From the TUC

Time for the Robin Hood Tax to go local

11 Jun 2013, By

Campaigning for a Robin Hood Tax has taken me from planning meetings in Congress House with Comic Relief’s Richard Curtis to protests in revolutionary Tunis, an interview with Australian radio sat on the doorstep of my nephews’ Melbourne bungalow and lobbying in the US Congress with a Labour Shadow Minister. We’ve decorated the outside of the Bank of England with a light show, and painted an actor in Cannes to represent an ailing global economy tended by Bill Nighy and members of the National Nurses of America. The Nepalese campaign visited a whole load of Ambassadors in exotic-sounding Kathmandhu ahead of the 2011 G20 summit.

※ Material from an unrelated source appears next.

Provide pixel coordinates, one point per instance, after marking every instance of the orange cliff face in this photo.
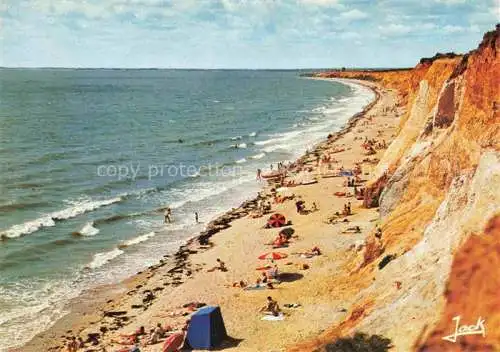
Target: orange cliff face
(437, 188)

A Brazilian legislator was so impressed by the campaigners at the Rio+20 climate talks that he wore his green Robin Hood Tax hat into Congress the next day. Robert Reich’s just signed a letter in favour of the tax, Archbishop Desmond Tutu’s written an editorial and Baroness Shirley Williams guest edited Radio 4’s Today on the subject. The Zero Zero Cinque campaign in Italy and the Steuergegenarmut campaign (for a tax against poverty) in Germany are key allies.

11 European Union member states are negotiating the implementation of the tax (whatever the financial sector spin doctors tell you!) and the UN and Vatican have endorsed an idea that even the International Monetary Fund agrees is progressive and practicable.

So what more do we need for the campaign to take off? We want your local Council to back the tax, and we want you to talk to your Councillors (or email them) to make that happen.  And that’s not all… 

We want all the councils across the country to pass a motion declaring their support. We need you to get all your friends, family and work mates to contact their Councillors. Spread the word on twitter, facebook, and whatever else you use. If you’re a member of a political party, raise the issue there. There are a host of materials on the Robin Hood Tax campaign website.

The government cuts to public services will hurt everyone. Local councils have been hit the worst. A Robin Hood Tax could help provide money for local councils and services, and redirect resources away from the City of London and fat cat bankers’ bonus packages towards local communities across the country. Ordinary people have been paying a harsh price for the financial crisis – it’s about time the banks paid their fair share for the crash that they helped cause.

Robin Hood’s coming to your town. Ask your local councillors to take a stand for the Robin Hood Tax.